Ce n’est pas possible que ce moi soit réellement moi. Impossible. Les montagnes de gâteaux ont de nouveau envahi les magasins, l’électricité un temps rationnée coule à flot, et puis je n’ai même pas quitté le Japon…
C’est comme ça, chaque année, jusqu’à la fin, je serai poursuivi par le fantôme de moi.
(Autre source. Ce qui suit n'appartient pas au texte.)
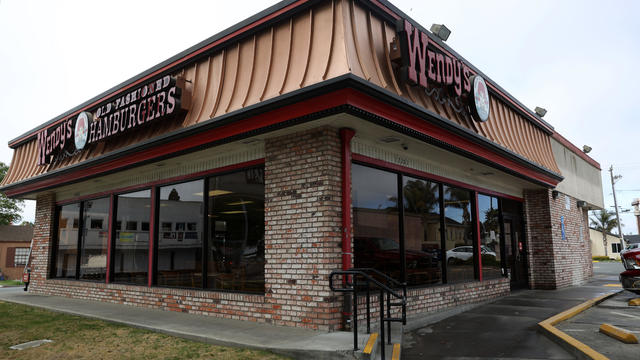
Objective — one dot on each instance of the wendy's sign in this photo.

Le fantôme de moi, marchant dans le froid après que la terre eut tremblé, le fantôme de moi avec mon sac jaune Kobeya-Les Anges et les deux baguettes anciennes dedans que moi avait acheté avant d’aller au travail, le fantôme de moi qui achète un parapluie en plastique dans un Seven-Eleven assiégé et sans électricité parce qu’après le séisme, il avait neigé, le fantôme de moi dans l’escalier aux marches insaisissables qui se dérobaient sous les pas dans des oscillations d’une bonne dizaine de centimètres, le fantômes de moi, fasciné, comme l’est le chat avant de mourir balayé par la voiture qui fonce sur lui, par le bâtiment du patchinko à côté de l’école qui secouaient comme des blés arbres pliant dans la tempête, par les poteaux qui bougeaient dans tous les sens avec leurs câbles qui se balançaient, souvenir de moi qui assis par terre pour ne pas tomber, souvenir de moi dans cette longue marche durant des heures et des heures avec le GPS pour s’orienter, souvenir de moi croisant sur mon chemin une autre professeur de l’école et constatant l’incroyable embouteillage avec des milliers de gens attendant un hypothétique bus devant la gare même pas fermée de Futago-Tamagawa, souvenir de moi sur le quai déserté de cette gare, plus de train, souvenir de moi transpirant dans un bus bondé attrapé par hasard vers Komazawa Daigaku, souvenir de moi à Shibuya marchant vers la station de métro, frigorifié maintenant, souvenir de moi chez moi tard dans la nuit découvrant l’ampleur de la catastrophe à la télévision, et puis le frigo, le bureau, les objets déplacés un peu comme si un voleur avait visité la maison sans rien emporter.
Souvenir de moi dans les nombreuses répliques des minutes, des heures, des jours et des semaines qui ont suivi, de la peur que cela ne recommence encore et que cette fois cela n’emporte la ruine qu’est devenue la centrale nucléaire de Fukushima.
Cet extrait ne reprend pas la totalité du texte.